Question

What is the direction of the frictional force? What is the direction of the normal force? How does the frictional force depend on the normal force? Let the x-axis be parallel to the incline and the y-axis rise from the incline at a right angle. By Newton's second law, if there is no acceleration in the y-direction (perpendicular to the plane), what must be the magnitude of the normal force? Use Newton's second law and the x-components of the forces to find the acceleration. m/s2

Answer 1

What is the direction of the frictional force?

Answer:

Direction of friction is always opposite to relative motion

Explanation:

Friction always resist the relative motion of two surface so it is always opposite to the direction of relative velocity

What is the direction of the normal force?

Answer:

It is perpendicular to the contact plane

Explanation:

Normal force is the perpendicular force which is always at 90 degree with the contact surface

How does the frictional force depend on the normal force?

Answer:

$F_f = \mu F_n$

Explanation:

Friction force is directly proportional to the normal force so we can say it is given as

$F_f = \mu F_n$

Let the x-axis be parallel to the incline and the y-axis rise from the incline at a right angle.

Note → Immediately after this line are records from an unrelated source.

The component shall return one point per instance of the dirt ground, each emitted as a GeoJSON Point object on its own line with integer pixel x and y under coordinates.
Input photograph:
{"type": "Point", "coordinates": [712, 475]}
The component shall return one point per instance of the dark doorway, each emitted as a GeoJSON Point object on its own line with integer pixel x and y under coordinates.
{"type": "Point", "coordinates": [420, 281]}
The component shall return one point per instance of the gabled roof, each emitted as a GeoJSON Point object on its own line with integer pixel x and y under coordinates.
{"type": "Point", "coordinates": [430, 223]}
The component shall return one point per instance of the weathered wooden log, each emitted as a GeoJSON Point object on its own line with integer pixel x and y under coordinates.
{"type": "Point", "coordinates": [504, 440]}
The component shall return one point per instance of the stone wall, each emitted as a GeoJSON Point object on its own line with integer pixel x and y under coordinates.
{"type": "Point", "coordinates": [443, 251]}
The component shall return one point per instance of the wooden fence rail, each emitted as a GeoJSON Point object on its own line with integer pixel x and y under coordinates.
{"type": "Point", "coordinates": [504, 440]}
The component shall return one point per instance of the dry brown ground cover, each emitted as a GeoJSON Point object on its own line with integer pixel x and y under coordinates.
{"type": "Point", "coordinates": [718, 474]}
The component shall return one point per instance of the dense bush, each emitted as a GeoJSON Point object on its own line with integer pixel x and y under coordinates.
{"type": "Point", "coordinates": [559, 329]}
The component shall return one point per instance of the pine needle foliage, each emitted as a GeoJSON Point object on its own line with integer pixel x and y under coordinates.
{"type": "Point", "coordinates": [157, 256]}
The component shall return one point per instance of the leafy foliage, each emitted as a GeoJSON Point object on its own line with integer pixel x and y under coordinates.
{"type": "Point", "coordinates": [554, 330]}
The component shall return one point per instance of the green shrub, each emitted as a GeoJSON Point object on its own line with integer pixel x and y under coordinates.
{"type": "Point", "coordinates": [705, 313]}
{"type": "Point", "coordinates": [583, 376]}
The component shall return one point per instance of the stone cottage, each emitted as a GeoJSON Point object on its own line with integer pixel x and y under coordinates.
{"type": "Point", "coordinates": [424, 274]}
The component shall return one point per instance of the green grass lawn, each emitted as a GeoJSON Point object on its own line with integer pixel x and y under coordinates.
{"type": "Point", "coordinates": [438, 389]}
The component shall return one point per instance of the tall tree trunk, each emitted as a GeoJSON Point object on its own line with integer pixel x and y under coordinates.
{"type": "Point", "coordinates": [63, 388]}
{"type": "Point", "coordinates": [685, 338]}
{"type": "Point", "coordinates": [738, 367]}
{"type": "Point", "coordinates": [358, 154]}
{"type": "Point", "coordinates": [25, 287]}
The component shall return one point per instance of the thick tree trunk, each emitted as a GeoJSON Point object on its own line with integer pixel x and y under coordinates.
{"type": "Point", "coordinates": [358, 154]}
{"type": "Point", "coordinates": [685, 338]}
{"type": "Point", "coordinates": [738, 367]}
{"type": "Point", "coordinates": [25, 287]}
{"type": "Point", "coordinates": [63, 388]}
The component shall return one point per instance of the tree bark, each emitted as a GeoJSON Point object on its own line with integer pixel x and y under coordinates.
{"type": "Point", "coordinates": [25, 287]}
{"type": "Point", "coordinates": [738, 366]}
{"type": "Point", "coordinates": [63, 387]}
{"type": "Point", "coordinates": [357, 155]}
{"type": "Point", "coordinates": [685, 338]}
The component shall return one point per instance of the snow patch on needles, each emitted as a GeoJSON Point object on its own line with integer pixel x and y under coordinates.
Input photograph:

By Newton's second law, if there is no acceleration in the y-direction (perpendicular to the plane), what must be the magnitude of the normal force?

Answer:

$F_n = mg cos\theta$

Explanation:

Normal force is equal to the component of the weight opposite to the direction of normal force

$F_n = mg cos\theta$

Use Newton's second law and the x-components of the forces to find the acceleration. m/s2

Answer:

$a = gsin\theta$

Explanation:

As we know that

$F_{net} = ma$

$mg sin\theta = ma$

$a = gsin\theta$